Prefetching Weights in llama.cpp

28 Apr, 2026

This post about about a PR to llama.cpp which adds support to prefetch weights, overlapping compute for the current layer with the weight loading for the next layer. This is useful for memory-constrained environments where the model weights don't fit into VRAM.

This is the basic setup:

Timeline --------------------------------------->
[Compute Layer 1]       [Compute Layer 2] ....
   [Prefetch Weights-1] [Prefetch Weights-3]....

The implementation is changing ggml's backend scheduler to leverage the async copy engine for whichever backend supports it.

Performance Analysis

Dense Models

For dense models, the optimization is relatively straightforward. Let's call $C_{n}$ the time taken for computing the $n^{t h}$ layer on the GPU, and $T_{n + 1}$ the time to transfer layer $n^{t h} + 1$ weights from the CPU to the GPU.

If you choose to override weights on the CPU, then this overlaps $T_{n + 1}$ with $C_{n}$ , whereas currently everything happens sequentially. So if $C_{n} > T_{n + 1}$ we can "hide" the transfer latency and have it behave like a GPU. Although when $C_{n} > > T_{n + 1}$ , $C_{n}$ dominates so this is less useful. On the other hand, decreasing $T_{n + 1}$ is only possible using newer hardware like PCIe Gen5 or using lower bpw.

There are two natural dimensions where we can increase $C_{n}$ without increasing $T_{n + 1}$ , those are ubatch size and the kv-cache depth. Here is a graph using a relatively recent model, since this is a linear attention model, the compute doesn't go up as fast a quadratic attention model with increasing depth. We override ffn_(gate|up|down).* to the CPU, which are the bulk of the weights in each layer. We can see it benefits at all batch sizes, but the gap is lesser at higher batch sizes (since $C_{n}$ starts to dominate)

llama-bench -m /opt/models/Qwen3.5-27B-Q4_K_M.gguf -fa 1 -p 2048 -ub 512,1024,2048 -d 0,10000,20000,30000,40000,50000 -n 0 -ot "ffn_(gate|up|down).*=CPU" -pw 0,1 --mmap 0

png

MoE models

For MoE models, the situation is different because of selective copying of experts (added in #15346). This is a massive improvement for smaller ubatch sizes, naturally prefetching cannot do this as it does not know which experts will be selected in the next layer. The situation is worse for larger MoE models with more experts and larger inner dims, so likely this will be slower for large MoE models unless they are deep (more layers) and not wide (larger expert dims).

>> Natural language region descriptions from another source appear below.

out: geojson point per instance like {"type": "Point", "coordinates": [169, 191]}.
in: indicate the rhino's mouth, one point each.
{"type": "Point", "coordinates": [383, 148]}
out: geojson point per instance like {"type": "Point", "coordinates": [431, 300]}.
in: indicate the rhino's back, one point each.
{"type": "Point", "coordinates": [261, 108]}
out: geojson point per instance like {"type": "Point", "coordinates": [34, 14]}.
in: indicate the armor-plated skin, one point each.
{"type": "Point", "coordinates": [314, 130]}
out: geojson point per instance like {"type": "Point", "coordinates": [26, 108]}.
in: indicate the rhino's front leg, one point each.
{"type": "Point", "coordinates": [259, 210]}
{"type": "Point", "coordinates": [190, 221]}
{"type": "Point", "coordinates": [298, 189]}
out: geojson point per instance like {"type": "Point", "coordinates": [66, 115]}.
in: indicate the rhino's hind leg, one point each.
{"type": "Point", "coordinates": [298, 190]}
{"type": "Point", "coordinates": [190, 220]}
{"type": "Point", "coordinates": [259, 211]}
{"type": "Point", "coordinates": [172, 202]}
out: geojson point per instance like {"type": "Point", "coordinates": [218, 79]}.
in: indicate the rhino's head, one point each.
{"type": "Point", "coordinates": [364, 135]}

The equation for prefetching to be beneficial becomes $C_{n} + T_{c}^{'} > T_{c + 1}$ , where $T_{c}^{'}$ is the time to transfer the selected experts for the $n^{t h}$ layer. The same stuff applies, if we scale $C_{n}$ it becomes more beneficial, but we can also scale $T_{c}^{'}$ by increasing the ubatch size, hence increasing expected number of used experts in a ubatch. In the graph below we see comparable performance at ubatch=512, but much better at 1024,2048. Since 50k context fully fits on this GPU, I also the added the theoretical maximum of fully offloading to the GPU

llama-bench -m /opt/models/gpt_oss-20b-mxfp4.gguf -fa 1 -p 2048 -ub 512,1024,2048 -d 0,10000,20000,30000,40000,50000 -n 0 -ncmoe 999 -pw 0,1 --mmap 0.

gptoss

Summary

Memory-hiding is a famous technique in performance optimization, this is just the same technique applied at a compute graph level. CUDA's event API and async copy engine makes this possible.